Mixxx comes with the following features:
- Two to four simulated turntables are available (with two turntables available being the default when Mixxx is launched)
- Four sampler decks are available, not enabled by default.
- Two preview decks (only available when two turntables are active, instead of four), not enabled by default.
- Vinyl simulation is either Serato, Traktor or MixVibes style, and scratching is done with a DJ controller (simulating a turntable) or a mouse.
- Skinned themes with different control positions. Default here is called Late Night and resembles the Emulator 2 product.
- Ability to broadcast live through a Internet stream
- Ability to record mixes
- Configurable repository of music
For this configuration, I have two virtual turntables configured Serato style for turntablism, four samplers for adding looping beats to the mix, and a repository of music stored on the hard drive.
Freesound.org and ccmixter.org are two websites I like to visit for audio samples to use.
Archive.org has a large repository of music as well as audio clips. Think of archive.org as the public library on the Internet where you can access most anything that can be found on the Internet. (I have accounts with all three sources.)
Attention K-Mart Shoppers!
If you have ever been in a K-Mart back in the 1970s through 1990s, much of the background heard in the store can be found at https://archive.org/details/attentionkmartshoppers.
These digitized tapes average two hours in length, and is best downloaded to your local machine rather than streamed (especially if you have a low bandwidth connection). Downloading allows you to enhance the music for better enjoyment, as well as divide the track into individual tracks you can play separately.
Also, the licensing of the taped to K-Mart called for destruction of the tape after the time period for which the playback tape was assigned had expired. Thankfully, this directive was not followed, or the music would not be available for our enjoyment today.

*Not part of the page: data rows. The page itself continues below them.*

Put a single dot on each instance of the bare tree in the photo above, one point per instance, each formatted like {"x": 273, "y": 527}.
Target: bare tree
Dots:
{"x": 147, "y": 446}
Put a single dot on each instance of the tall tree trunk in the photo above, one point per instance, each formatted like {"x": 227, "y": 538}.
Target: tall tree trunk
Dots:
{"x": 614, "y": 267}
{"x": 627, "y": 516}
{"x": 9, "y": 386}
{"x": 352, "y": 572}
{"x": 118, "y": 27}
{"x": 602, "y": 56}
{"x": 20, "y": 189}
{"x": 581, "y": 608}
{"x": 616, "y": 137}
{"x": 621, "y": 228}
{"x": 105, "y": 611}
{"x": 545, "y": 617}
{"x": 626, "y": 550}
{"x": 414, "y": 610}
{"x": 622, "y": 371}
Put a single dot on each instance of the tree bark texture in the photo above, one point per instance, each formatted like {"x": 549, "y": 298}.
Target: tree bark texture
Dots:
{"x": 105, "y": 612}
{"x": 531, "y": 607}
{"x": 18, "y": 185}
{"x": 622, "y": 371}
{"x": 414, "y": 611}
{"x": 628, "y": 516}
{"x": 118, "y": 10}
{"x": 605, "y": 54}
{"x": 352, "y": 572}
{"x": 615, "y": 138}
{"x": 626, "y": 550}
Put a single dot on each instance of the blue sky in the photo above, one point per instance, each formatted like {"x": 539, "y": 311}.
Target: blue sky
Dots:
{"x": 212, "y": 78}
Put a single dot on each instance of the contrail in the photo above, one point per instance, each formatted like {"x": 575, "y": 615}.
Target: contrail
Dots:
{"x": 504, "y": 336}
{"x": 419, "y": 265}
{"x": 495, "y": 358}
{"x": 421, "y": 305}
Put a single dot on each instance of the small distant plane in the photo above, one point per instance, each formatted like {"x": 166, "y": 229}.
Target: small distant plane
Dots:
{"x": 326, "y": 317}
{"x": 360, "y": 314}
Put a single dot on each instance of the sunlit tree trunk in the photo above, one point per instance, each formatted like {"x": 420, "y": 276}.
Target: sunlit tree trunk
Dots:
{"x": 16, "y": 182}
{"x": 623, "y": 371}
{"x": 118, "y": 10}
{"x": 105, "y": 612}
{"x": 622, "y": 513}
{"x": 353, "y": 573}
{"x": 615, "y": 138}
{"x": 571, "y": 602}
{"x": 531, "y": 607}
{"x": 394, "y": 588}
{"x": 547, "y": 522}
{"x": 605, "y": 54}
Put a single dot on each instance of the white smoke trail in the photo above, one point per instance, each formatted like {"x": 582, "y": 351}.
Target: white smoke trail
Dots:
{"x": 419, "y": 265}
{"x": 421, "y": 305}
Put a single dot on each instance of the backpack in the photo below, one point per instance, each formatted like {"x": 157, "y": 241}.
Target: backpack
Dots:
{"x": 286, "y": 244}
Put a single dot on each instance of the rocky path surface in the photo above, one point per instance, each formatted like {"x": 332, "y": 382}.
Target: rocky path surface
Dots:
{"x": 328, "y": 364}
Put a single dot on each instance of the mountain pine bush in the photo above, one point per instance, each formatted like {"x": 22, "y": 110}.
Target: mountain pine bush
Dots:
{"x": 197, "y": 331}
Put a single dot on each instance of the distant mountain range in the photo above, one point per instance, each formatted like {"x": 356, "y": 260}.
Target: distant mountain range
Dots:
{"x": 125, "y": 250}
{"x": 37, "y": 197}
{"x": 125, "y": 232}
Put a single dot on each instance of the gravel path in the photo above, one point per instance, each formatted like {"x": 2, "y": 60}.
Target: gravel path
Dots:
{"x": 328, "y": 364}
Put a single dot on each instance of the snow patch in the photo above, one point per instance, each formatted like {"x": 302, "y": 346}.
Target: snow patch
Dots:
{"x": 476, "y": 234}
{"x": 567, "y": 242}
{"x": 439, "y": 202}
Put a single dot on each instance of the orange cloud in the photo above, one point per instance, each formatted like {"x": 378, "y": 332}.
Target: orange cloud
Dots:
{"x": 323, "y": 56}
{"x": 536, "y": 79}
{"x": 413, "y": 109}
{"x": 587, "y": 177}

Also included in this collection is a single tape (digitized from a reel to reel tape deck instead of cassettes from this collection) from 1973 which starts with the classic K-Mart jingle at that time. The music on this tape is the same type of music heard on the Seeburg 1000, whereas tapes produced in the 1980s and 1990s contained popular music of that era. There is also a Christmas 1978 tape containing the standard K-Mart advertising spots as well as special messages such as "Security to Section 3 please" designed to deter shoplifting.
Seeburg 1000 Update
Shortly after I wrote the last article, seeburg1000.com upgraded its servers and again changed the access URL to http://126.96.36.199:8351/stream.
The best way to keep up with the changes is to go to seeburg1000.com, click on Click to Play, then where it says Click on your favorite media player's logo, click on the first icon (representing Winamp), and allow your web browser to download playlist.pls and then launch the media player assigned to your web browser.
For the official PCLinuxOS releases, that default player is Clementine.
Like PCLinuxOS itself, their online store, http://seeburg1000.bigcartel.com/ has merchandise for purchase, of which proceeds fund the operation of the website and the playback of the music library. Merchandise includes apparel, CDs, and a vinyl record of Seeburg music.
Seeburg1000.com merchandise can also be found on eBay for purchase. If you are lucky enough, there might be a real Seeburg 1000 machine for sale.
The website located at http://www.nixiebunny.com/seeburg/ contains 10MB files of digitized Seeburg records available in MP3 format. The files here represent a small sample of what was available for the Seeburg 1000.
The aforementioned sources are some of the music vaporwave artists used as the base for their creations. In theory, most any music ever recorded was fair game for this practice.
The experiments I worked with for this article go beyond the concepts of vaporwave and house music. Once you start using these tools for audio file manipulation, imagine the possibilities of what you can do.